One can’t read the transcript of Amy Goodman’s conversation with Dopey Pope Watchers without acknowledging the truth of what I’m saying here. For all of their positive credentials, including that of the Democracy Now! hostess, one searches in vain for a straight-up damning of The Damned Genuflectee. (1)

Anyway, my sources tell me that the 117 cardinals have no intention of obeying the rules. “None of the church leaders with the momentous duty ever discussed a successor to John Paul II while he was alive. The restriction once was aimed at keeping a pope from naming his own replacement,” says an AP Religion writer. Right. Some say he’s been dead for a week…to allow for political schmoozing. (2) In such an atmosphere why not Bono?

Just like with Schwarzenegger, he Him-2 has his own $$$ to win over the voters…with the notion that he’ll be beyond influence. Though maybe not free from being Under the Influence. The biggest negative on Bono, I’d say, is that he is too much under The Influence. (3) All the cardinals with I-Pods belie the notion that it’ll be unacceptable for Bono to conduct a covert campaign for the position.

The race further favors Fat Face by the fact that the College of Cardinals has its largest crop of voters in history, and the most varied, hailing from 52 nations. Well, who has traveled more than the Bonster? He’s probably touched down in person on most, if not all of their homelands.

‘Member when he was traversing the African continent with Paulie? ‘Member how he was able to speak the lingo of the Washed Out Washington Establishment AND the natives? And, hey, let’s not make believe that having a Celebrity Member doesn’t count for anything among the Holy Members.
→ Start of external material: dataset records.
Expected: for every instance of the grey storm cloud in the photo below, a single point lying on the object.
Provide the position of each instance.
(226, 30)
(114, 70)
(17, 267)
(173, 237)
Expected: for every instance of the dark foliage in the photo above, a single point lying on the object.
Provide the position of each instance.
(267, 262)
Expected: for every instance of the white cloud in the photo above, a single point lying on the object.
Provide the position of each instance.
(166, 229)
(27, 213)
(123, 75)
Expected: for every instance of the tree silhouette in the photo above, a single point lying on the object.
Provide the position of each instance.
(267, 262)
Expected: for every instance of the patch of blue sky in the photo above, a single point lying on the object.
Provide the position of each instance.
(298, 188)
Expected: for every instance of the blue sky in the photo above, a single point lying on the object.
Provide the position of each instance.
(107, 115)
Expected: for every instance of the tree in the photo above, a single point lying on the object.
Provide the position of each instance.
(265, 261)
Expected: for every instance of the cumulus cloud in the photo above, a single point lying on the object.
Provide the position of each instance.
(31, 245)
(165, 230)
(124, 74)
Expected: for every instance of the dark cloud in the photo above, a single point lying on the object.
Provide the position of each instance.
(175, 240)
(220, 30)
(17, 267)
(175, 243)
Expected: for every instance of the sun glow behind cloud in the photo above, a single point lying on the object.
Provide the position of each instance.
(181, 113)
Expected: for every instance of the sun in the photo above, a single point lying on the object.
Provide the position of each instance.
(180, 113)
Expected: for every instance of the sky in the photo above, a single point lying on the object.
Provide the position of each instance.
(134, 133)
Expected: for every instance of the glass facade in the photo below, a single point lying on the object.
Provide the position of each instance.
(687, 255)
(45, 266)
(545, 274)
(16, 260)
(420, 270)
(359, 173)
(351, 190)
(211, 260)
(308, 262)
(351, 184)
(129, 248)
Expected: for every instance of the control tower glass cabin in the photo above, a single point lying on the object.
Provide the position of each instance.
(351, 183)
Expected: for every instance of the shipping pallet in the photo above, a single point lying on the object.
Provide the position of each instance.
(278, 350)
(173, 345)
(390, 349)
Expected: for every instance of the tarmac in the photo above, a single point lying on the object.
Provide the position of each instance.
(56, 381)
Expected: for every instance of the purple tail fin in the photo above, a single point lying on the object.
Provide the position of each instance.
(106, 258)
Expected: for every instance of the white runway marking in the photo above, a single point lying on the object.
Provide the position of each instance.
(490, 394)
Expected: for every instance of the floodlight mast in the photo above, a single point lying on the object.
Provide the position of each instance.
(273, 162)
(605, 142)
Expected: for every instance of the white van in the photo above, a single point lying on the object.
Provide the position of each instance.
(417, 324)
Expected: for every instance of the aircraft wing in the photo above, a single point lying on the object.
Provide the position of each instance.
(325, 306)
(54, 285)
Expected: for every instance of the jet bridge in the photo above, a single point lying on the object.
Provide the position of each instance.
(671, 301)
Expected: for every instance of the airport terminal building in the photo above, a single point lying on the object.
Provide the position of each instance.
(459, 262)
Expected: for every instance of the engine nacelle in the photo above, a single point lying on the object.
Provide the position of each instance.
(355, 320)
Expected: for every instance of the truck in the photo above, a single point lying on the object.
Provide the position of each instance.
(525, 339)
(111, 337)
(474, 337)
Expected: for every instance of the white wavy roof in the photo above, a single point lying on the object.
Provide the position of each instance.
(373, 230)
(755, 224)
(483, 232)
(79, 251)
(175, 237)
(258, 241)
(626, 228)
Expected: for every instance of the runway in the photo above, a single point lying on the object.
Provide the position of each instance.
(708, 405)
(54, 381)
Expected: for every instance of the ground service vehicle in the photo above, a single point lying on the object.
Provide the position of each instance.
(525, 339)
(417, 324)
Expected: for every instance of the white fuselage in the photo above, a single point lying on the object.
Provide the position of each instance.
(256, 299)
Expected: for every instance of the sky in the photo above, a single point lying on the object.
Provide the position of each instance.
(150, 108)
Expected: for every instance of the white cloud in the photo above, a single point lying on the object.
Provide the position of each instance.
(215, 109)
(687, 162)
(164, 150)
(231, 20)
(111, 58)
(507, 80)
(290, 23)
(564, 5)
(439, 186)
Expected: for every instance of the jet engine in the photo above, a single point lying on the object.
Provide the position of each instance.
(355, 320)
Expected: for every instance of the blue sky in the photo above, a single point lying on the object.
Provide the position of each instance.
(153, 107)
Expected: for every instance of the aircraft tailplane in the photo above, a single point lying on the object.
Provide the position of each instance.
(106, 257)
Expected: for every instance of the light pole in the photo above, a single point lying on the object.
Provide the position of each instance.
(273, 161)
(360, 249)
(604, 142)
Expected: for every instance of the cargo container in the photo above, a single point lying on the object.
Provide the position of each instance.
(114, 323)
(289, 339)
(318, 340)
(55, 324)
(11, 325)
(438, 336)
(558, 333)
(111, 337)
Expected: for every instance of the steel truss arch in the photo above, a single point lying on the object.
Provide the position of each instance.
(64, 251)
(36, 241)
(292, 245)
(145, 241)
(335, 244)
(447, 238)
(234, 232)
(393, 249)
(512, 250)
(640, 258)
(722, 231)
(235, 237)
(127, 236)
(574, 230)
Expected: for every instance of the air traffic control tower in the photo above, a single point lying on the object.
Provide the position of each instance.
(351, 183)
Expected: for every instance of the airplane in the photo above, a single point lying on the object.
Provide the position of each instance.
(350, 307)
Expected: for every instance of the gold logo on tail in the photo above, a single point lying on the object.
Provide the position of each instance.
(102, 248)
Remember all of those scandals?

Clues to emerging front-runners will be hard to come by, though modern technology may offer a little bit of help. And if that’s true, Bono’s recently acquired contacts in Silicon Valley can’t hurt.

The 2005 election will draw the most massive media corps ever for a conclave, creating enormous pressure on the cardinals to grant interviews ó once a rarity.

I begin to close by posing two questions: Who’s better at bullshitting in an interview than Bono? And who’s proved better than him that wilting under pressure is not an option?

He’s the guy who managed to create a new wrinkle for his name off of World Bank African deaths, whilst creating a South African clothing line with his wife, and creating a (timely) self-serving profile for himself and the boys in the band.

C’mon he’s a real Creator, in competition with the Creator Himself. And he’s Dead Right. (4)

RICHARD OXMAN is in Los Gatos, California NOT listening to U2*, while writing his opus From Boniface to Bonoface. He can be reached at dueleft@yahoo.com. Most of his recent writing can be found at the Cultural Politics section of www.selvesandothers.org.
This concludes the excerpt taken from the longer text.